Update I changed my entry point and added the following lines at the top of my main method:

    // Get the shutdown file path from the environment
    _shutdownFile = Environment.GetEnvironmentVariable("WEBJOBS_SHUTDOWN_FILE");
    _log.Info("Watching " + _shutdownFile);
    // Setup a file system watcher on that file's directory to know when the file is created:
    var filename = Path.GetFileName(_shutdownFile);
    if (filename != null)
    {
        var fileSystemWatcher = new FileSystemWatcher(filename);
        fileSystemWatcher.Created += OnAzureRestart;
        fileSystemWatcher.Changed += OnAzureRestart;
        fileSystemWatcher.NotifyFilter = NotifyFilters.CreationTime | NotifyFilters.FileName | NotifyFilters.LastWrite;
        fileSystemWatcher.IncludeSubdirectories = false;
        fileSystemWatcher.EnableRaisingEvents = true;
        _log.Info("FileSystemWatcher is set-up");
    }

But after publishing it to Azure the webjob won't start but throws and error:

[02/08/2018 15:23:56 > a93630: ERR ] Unhandled Exception: System.ArgumentException: The directory name gugfn3vx.0gk is invalid.
[02/08/2018 15:23:56 > a93630: ERR ]    at System.IO.FileSystemWatcher..ctor(String path, String filter)
[02/08/2018 15:23:56 > a93630: ERR ]    at System.IO.FileSystemWatcher..ctor(String path)
[02/08/2018 15:23:56 > a93630: ERR ]    at TaskRunner.Program.Main(String[] args)

I think the problem is at this line Path.GetFileName(_shutdownFile) because the file doesn't exist when the webjob is still running. Any more advice?

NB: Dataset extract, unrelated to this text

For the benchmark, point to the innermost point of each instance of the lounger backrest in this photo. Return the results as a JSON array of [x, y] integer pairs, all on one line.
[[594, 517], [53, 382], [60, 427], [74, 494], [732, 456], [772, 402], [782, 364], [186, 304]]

Update 2 Somehow I made a wrong code change. This is the working code:

    // Get the shutdown file path from the environment
    _shutdownFile = Environment.GetEnvironmentVariable("WEBJOBS_SHUTDOWN_FILE");
    _log.Info("Watching " + _shutdownFile);
    // Setup a file system watcher on that file's directory to know when the file is created:
    var folder = Path.GetDirectoryName(_shutdownFile);
    if (folder != null)
    {
        var fileSystemWatcher = new FileSystemWatcher(folder);
        fileSystemWatcher.Created += OnAzureRestart;
        fileSystemWatcher.Changed += OnAzureRestart;
        fileSystemWatcher.NotifyFilter = NotifyFilters.CreationTime | NotifyFilters.FileName | NotifyFilters.LastWrite;
        fileSystemWatcher.IncludeSubdirectories = false;
        fileSystemWatcher.EnableRaisingEvents = true;
        _log.Info("FileSystemWatcher is set-up");
    }

The change is in line var folder = Path.GetDirectoryName(_shutdownFile);

1
How often is this happening? Note that some restarts are expected in a PaaS environment as the platform gets upgraded. Also, you first say that you have one WebJob, and later say you have multiple. Can you clarify?David Ebbo
I have two instances of the same job running making it possible to process the files of two users. We're running the system several months now, almost a year and I've seen it 6 times. I don't always see when a restart has happened. I only notice it when files don't get processed. Then I look in the log and see it has restarted again.Paul Meems
Are you using the WebJobs SDK, or just implementing your WebJob with your own logic?David Ebbo
I'm not using the WebJobs SDKPaul Meems
Are you using the graceful shutdown pattern described here? Note that you should see at least one restart per month, and probably more due to platform upgrades. So 6 times doesn't sound right. Though it's possible that what you see here is not a clean restart but some kind of crash that takes you down without a warning.David Ebbo

1 Answers

2
votes

A couple key findings were outlined as we investigated in the comments:

  • for best shutdown behavior, your WebJob needs to implement the graceful shutdown pattern, which basically consists in listening for the appearance of a file named %WEBJOBS_SHUTDOWN_FILE% (note: this is not needed when using the WebJobs SDK as it does that automatically).
  • some restarts are expected in a PaaS environment as the platform gets upgraded. It's all about dealing with it without disruptions.